Os bancos colocam em dúvida se os ativos colocados como garantias de empréstimos vão ter o valor sustentado em um momento de execução (caso isso ocorra de maneira generalizada) e um PIB menor gera, para a maioria das empresas cujas receitas estão atreladas à dinâmica doméstica, vendas menores. As perspectivas para os fluxos de caixa das empresas, caso acompanhem as expectativas para a economia como um todo, não serão necessariamente ruins, mas tampouco super animadoras.

Ou seja, ainda que as taxas de juros diminuam, existem outros vetores que devem ser considerados para compreendermos a dinâmica do crédito. Com o número de falências em patamar incômodo, não deveria estranhar que o corte de alguns pontos na Selic não estimule tanto assim os bancos a aumentarem as concessões de crédito.
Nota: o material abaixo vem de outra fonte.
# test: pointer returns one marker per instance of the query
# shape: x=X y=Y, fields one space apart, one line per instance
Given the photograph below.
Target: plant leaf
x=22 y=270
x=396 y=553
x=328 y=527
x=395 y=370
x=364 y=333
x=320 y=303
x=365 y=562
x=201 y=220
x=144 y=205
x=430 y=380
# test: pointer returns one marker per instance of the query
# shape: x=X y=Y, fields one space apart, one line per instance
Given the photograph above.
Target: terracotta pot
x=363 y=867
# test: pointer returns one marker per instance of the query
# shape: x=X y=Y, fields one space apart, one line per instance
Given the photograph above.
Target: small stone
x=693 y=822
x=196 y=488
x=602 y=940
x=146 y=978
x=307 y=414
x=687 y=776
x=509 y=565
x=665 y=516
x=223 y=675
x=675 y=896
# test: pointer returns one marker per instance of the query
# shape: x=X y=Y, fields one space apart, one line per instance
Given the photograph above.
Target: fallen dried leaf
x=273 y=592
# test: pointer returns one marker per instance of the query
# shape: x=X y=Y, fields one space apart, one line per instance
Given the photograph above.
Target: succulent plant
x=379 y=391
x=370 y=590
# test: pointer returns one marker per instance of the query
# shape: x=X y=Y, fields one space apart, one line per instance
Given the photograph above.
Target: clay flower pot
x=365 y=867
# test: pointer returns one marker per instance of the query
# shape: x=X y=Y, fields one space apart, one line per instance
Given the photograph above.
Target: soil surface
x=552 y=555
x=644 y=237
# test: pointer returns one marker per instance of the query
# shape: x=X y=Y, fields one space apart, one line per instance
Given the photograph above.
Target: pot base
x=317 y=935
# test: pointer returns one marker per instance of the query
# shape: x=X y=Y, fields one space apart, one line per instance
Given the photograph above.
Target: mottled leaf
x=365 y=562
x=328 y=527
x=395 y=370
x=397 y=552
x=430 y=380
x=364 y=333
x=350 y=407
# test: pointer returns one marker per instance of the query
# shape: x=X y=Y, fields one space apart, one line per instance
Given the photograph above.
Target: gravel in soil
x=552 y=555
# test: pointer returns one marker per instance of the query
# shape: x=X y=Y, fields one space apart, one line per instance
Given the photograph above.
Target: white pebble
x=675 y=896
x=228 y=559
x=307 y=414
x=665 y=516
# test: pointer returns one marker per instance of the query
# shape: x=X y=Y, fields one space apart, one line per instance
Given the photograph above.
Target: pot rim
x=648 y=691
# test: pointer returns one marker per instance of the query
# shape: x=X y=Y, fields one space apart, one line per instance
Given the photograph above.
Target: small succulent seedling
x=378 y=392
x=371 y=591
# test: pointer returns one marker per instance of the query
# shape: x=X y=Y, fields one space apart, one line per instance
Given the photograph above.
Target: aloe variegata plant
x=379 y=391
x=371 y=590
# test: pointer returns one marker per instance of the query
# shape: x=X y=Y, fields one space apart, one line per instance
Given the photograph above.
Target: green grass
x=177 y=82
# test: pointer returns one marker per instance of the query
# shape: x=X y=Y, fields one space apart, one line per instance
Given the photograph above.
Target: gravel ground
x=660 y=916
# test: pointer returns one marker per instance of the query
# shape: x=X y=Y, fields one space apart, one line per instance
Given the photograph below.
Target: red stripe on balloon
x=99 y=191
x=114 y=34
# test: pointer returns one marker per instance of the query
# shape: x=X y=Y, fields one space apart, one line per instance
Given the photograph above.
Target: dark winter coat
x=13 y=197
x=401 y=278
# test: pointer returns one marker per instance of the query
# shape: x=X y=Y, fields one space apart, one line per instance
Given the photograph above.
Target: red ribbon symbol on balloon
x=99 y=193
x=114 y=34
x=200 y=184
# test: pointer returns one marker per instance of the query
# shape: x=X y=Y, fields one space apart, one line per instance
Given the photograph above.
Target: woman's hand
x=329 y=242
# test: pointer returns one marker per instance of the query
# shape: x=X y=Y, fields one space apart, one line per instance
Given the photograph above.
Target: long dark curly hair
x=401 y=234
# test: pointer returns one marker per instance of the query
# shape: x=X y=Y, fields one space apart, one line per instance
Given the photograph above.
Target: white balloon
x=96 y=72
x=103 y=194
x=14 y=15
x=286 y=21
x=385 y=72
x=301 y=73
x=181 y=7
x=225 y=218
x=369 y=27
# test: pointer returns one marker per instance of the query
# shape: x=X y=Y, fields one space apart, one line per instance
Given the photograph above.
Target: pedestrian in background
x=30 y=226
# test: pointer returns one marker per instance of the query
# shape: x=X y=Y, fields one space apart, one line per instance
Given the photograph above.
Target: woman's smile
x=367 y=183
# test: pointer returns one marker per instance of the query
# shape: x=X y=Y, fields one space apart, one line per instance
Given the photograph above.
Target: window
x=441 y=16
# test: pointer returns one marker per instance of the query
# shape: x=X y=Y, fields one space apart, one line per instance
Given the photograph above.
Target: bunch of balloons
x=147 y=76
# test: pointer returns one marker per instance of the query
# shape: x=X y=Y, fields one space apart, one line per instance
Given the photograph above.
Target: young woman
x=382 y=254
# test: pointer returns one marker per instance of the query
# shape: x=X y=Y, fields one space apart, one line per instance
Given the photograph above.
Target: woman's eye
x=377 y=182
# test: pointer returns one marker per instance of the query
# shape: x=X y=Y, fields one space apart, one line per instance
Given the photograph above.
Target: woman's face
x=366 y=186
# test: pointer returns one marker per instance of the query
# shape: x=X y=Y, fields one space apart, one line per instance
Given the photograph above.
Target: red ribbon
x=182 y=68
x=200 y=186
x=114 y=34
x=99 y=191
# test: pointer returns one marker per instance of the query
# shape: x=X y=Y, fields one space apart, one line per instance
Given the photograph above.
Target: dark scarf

Podemos perceber também que essa lógica também se aplica às famílias, o segundo canal destacado por Bernanke e Gertler. Elas também possuem ativos utilizados como garantias (imóveis, por exemplo) e fluxos de caixa (geralmente, associados à renda do trabalho) esperados que sinalizam a capacidade de pagamento. E como a desaceleração da economia tem impacto heterogêneo, as instituições financeiras optam por reduzir linhas mais arriscadas primeiro.

Ou seja, uma economia um pouco mais devagar desestimula o crédito, mas não podemos esquecer que a desaceleração no crédito também reforça o cenário de economia com taxas de crescimento menores (e, possivelmente negativas de um trimestre para outro, mas, por ora, positivas no acumulado do ano).

A dinâmica do crédito é crucial para compreender a macroeconomia.